[PDF] Statistical Learning Theory And Stochastic Optimization - eBooks Review

Statistical Learning Theory And Stochastic Optimization


Statistical Learning Theory And Stochastic Optimization
DOWNLOAD

Download Statistical Learning Theory And Stochastic Optimization PDF/ePub or read online books in Mobi eBooks. Click Download or Read Online button to get Statistical Learning Theory And Stochastic Optimization book now. This website allows unlimited access to, at the time of writing, more than 1.5 million titles, including hundreds of thousands of titles in various foreign languages. If the content not found or just blank you must refresh this page



Statistical Learning Theory And Stochastic Optimization


Statistical Learning Theory And Stochastic Optimization
DOWNLOAD
Author : Olivier Picard Jean Catoni
language : en
Publisher:
Release Date : 2014-01-15

Statistical Learning Theory And Stochastic Optimization written by Olivier Picard Jean Catoni and has been published by this book supported file pdf, txt, epub, kindle and other format this book has been release on 2014-01-15 with categories.

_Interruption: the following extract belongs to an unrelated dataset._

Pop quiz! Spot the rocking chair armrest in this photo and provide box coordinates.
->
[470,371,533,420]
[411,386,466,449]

Statistical Learning Theory And Stochastic Optimization


Statistical Learning Theory And Stochastic Optimization
DOWNLOAD
Author : Olivier Catoni
language : en
Publisher: Springer Science & Business Media
Release Date : 2004

Statistical Learning Theory And Stochastic Optimization written by Olivier Catoni and has been published by Springer Science & Business Media this book supported file pdf, txt, epub, kindle and other format this book has been release on 2004 with categories.

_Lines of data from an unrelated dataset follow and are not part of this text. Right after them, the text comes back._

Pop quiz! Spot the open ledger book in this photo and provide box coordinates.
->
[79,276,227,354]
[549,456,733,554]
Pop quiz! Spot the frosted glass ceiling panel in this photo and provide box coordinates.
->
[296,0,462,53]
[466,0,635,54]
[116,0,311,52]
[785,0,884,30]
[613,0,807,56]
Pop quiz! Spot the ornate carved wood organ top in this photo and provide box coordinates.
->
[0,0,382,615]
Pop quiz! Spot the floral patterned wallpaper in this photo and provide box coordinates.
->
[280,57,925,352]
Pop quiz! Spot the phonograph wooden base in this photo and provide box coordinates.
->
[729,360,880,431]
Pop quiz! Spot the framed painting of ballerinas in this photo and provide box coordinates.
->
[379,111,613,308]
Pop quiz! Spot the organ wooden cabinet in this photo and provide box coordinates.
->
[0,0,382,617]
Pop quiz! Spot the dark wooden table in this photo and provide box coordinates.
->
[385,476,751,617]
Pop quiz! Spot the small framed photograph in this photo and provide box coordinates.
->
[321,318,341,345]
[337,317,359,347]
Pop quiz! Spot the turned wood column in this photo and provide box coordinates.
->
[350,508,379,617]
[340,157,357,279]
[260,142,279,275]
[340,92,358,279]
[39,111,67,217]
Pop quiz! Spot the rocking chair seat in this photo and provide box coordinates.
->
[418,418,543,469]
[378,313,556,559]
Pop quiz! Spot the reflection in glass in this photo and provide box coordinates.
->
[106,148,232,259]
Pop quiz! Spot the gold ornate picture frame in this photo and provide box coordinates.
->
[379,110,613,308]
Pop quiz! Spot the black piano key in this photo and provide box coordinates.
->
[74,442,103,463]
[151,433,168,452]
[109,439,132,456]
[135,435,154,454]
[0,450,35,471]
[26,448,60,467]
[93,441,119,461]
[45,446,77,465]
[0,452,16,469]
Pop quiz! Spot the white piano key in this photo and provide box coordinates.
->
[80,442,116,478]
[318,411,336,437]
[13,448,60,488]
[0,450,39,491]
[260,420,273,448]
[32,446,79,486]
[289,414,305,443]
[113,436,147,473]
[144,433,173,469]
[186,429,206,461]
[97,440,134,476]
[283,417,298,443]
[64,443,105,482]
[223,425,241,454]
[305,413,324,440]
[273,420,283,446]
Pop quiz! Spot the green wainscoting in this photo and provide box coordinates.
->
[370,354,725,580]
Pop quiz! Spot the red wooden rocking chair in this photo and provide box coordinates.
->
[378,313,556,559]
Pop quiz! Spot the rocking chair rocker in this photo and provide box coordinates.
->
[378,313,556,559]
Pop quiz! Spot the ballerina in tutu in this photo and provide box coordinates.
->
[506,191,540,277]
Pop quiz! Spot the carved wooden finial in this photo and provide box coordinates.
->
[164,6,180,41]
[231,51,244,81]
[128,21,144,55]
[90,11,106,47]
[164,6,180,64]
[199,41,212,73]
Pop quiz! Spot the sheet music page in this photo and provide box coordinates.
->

Reinforcement Learning And Stochastic Optimization


Reinforcement Learning And Stochastic Optimization
DOWNLOAD
Author : Warren B. Powell
language : en
Publisher: John Wiley & Sons
Release Date : 2022-03-15

Reinforcement Learning And Stochastic Optimization written by Warren B. Powell and has been published by John Wiley & Sons this book supported file pdf, txt, epub, kindle and other format this book has been release on 2022-03-15 with Mathematics categories.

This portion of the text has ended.